In one case, a woman who had worked as a janitor was suffering from debilitating stress after being laid off during the lockdown. Unable to make the next month’s rent, she agonized about it so much she was unable to sleep. During a coaching session, Underwood reported, she decided to climb up and down her apartment stairs over and over for exercise. Over the next few weeks, to both their surprise, her insomnia went away.

These small steps appear to be adding up to big gains. “We’ve seen people whose fasting blood glucose readings were in the 200s and 300s dropping down to a 100 to 140 range, which medical associations say lowers COVID risk,” says Underwood with satisfaction. “We’ve also seen people in the 140-150 range have dropped to a safer range in the lower 100s.”

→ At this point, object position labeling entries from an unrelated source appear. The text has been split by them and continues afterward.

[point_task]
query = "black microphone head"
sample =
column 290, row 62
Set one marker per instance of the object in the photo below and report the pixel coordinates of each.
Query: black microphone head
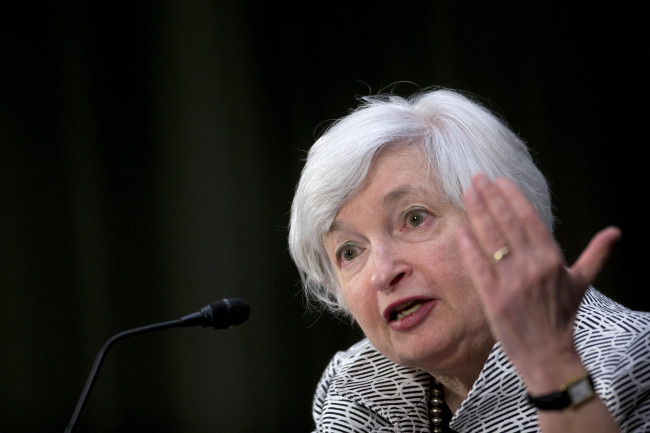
column 226, row 313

The diabetes patients are not getting their quarterly A1C tests due to COVID-19, but CoachMe looks forward to getting some A1C labs as more clinics begin scheduling in-person visits. CoachMe’s six-month pilot study will end this fall, and Underwood and McMahon will analyze the data with their partners’ assistance and approval.

In the future, CoachMe hopes to draw peer coaches largely from the Medicaid population. “They tend to have a great understanding and empathy about what people are going through and are good at building trust with them,” Underwood said. “People are eager to connect – and having a shared community background is important.”

Right now the program is grant-funded, but the two young women are working on a strategy to make the program pay for itself.

“We’re excited to see some patients starting to go back to work now, but many are still facing financial struggles,” Underwood says. “As clinics start to think about bringing people back in, we want them to know that remote care is still a really powerful option. And we’re talking to partners about what the next model of care looks like.”